Tie lines are established in the three-phase balance between polymer, solvent and nonsolvent. The
inclusion of additives in the nonsolvent bath is a frequent tactic to shift the point of precipitation,
which requires the construction of a second diagram or simple empirical study in order to
determine the optimum concentration for the desired impact on the phase separation process. 19, 29
1.7.5 ASM finishing techniques
The phase separation process is an effective way to produce a selective membrane structure
from a single material in a simple and efficient manner, although producing a defect-free
membrane is a challenge. To resolve any pinholes that may have formed, the membrane goes
through an annealing step post-production, by submerging into a high temperature bath, with the
exact conditions depending on the chemical structure of the membrane.
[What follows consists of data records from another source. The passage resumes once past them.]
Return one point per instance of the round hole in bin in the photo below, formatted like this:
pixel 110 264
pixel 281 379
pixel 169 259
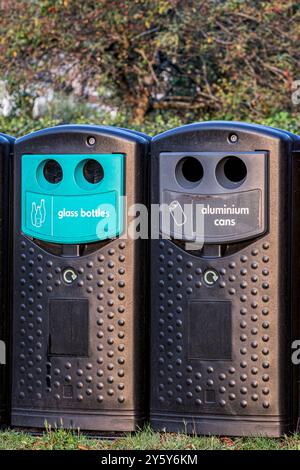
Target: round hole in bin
pixel 93 171
pixel 189 172
pixel 231 172
pixel 52 171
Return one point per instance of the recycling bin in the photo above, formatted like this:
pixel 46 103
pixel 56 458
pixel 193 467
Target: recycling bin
pixel 6 149
pixel 222 301
pixel 79 306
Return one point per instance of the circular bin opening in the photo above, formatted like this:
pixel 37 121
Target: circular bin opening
pixel 189 172
pixel 93 171
pixel 52 171
pixel 231 172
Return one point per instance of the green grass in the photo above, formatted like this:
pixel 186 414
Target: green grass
pixel 145 440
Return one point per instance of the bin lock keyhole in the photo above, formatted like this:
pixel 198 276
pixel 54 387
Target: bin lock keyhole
pixel 69 275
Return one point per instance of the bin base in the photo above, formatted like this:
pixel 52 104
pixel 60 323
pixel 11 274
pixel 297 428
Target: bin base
pixel 111 421
pixel 221 425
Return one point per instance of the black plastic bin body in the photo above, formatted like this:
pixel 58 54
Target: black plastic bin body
pixel 6 148
pixel 94 377
pixel 221 317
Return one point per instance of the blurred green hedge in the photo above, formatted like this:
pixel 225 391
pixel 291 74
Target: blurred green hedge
pixel 164 62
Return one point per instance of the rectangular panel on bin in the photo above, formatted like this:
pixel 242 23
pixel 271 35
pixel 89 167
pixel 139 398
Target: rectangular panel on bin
pixel 210 333
pixel 69 327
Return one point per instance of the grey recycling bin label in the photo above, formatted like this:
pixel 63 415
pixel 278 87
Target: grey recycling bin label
pixel 213 218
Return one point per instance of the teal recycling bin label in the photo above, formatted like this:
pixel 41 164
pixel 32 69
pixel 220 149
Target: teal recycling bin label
pixel 73 210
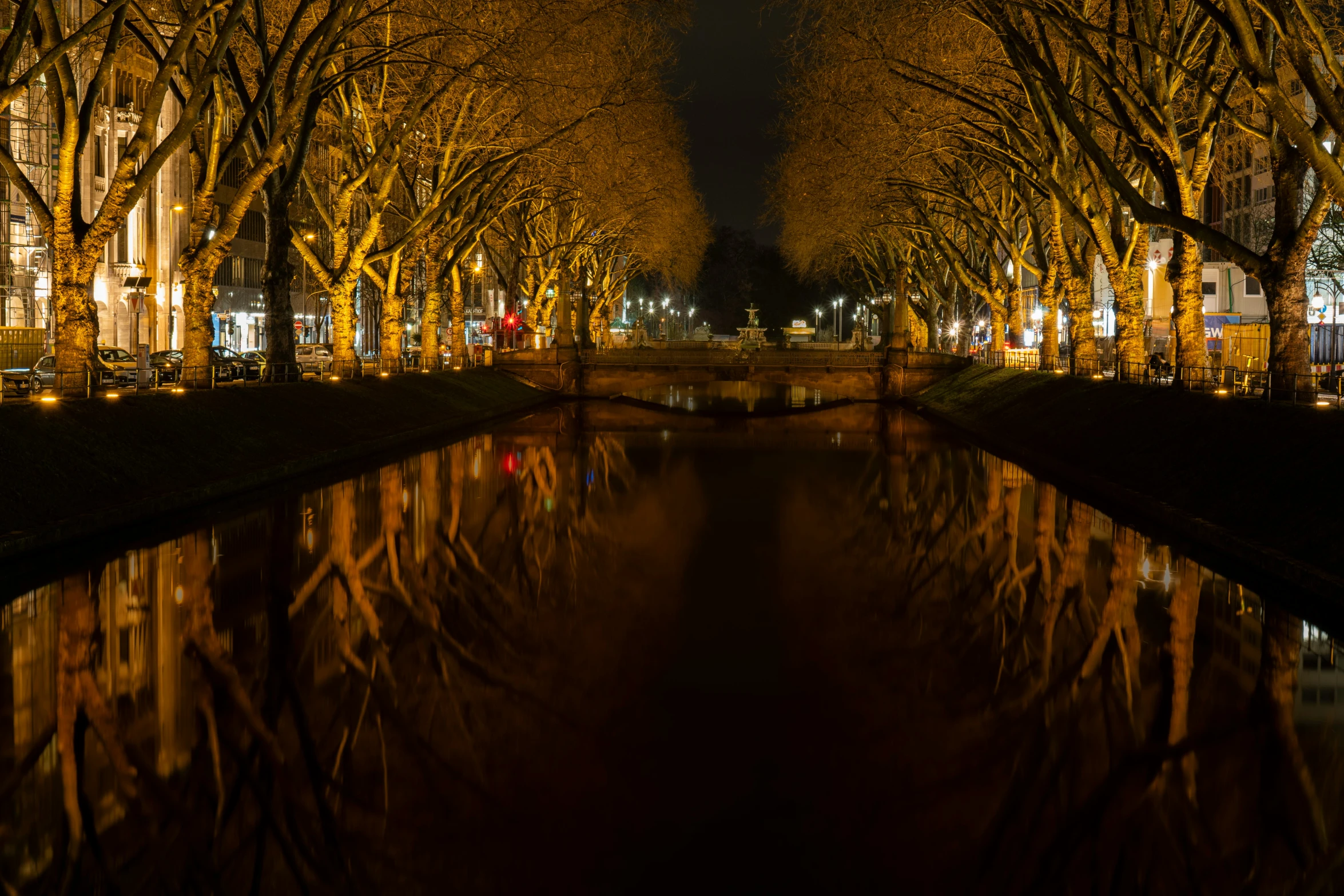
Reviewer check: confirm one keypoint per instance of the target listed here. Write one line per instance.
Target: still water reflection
(585, 655)
(735, 398)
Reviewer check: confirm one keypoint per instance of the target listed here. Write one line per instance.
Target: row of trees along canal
(932, 144)
(383, 139)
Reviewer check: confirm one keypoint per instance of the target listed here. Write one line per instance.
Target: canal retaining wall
(1247, 484)
(102, 467)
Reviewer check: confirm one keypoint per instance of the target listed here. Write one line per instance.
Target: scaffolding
(25, 261)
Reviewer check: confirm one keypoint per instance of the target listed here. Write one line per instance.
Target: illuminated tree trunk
(199, 331)
(340, 304)
(563, 313)
(277, 274)
(582, 337)
(1184, 273)
(1050, 329)
(458, 308)
(898, 312)
(393, 313)
(1082, 337)
(75, 314)
(1130, 317)
(429, 321)
(1015, 317)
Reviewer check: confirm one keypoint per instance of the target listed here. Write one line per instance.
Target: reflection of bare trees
(1058, 691)
(435, 609)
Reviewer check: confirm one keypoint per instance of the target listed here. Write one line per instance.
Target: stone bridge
(857, 375)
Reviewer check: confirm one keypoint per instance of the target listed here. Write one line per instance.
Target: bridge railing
(726, 356)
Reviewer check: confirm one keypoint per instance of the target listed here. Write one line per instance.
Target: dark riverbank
(1247, 480)
(78, 468)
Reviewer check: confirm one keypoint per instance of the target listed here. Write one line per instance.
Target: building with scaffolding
(136, 289)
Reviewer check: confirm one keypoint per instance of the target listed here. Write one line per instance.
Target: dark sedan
(241, 366)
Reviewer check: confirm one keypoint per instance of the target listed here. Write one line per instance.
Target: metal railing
(55, 386)
(1320, 390)
(730, 356)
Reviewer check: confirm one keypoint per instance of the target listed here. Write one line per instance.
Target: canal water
(617, 649)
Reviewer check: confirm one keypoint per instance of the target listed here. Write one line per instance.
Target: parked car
(241, 364)
(313, 359)
(21, 381)
(168, 366)
(120, 362)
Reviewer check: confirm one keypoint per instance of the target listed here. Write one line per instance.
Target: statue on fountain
(640, 336)
(753, 335)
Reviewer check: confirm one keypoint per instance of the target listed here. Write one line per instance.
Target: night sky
(730, 75)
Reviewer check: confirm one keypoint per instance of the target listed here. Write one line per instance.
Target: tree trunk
(77, 318)
(1130, 321)
(340, 302)
(584, 337)
(393, 313)
(898, 317)
(1184, 273)
(1015, 317)
(563, 313)
(197, 304)
(458, 308)
(1049, 349)
(1082, 337)
(429, 323)
(277, 276)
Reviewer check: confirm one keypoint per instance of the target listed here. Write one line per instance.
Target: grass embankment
(1253, 483)
(82, 467)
This step causes small
pores and pinholes to collapse as the membrane approaches its hydrated glass transition
temperature, however it also causes thickening of the selective layer through the collapse of the
narrower end of the pore gradient, which is next to the skin layer.182, 183 This reduces the flux of
the membrane and so is applied carefully. 19, 29
In asymmetric membranes cast for gas separation, pinholes are sometimes resolved by the
introduction of what is termed a ‘gutter layer’ which is the application of a very thin layer of highly
permeable material over the selective layer of the ASM. While the gutter layer still permits the
easy and rapid passage of both the desired permeate and the components which are ideally
excluded, it does provide a barrier to the fluid flow behavior of the undesired components.
Likewise, it greatly improves rejection behavior in the event of one or several pinholes in the
membrane.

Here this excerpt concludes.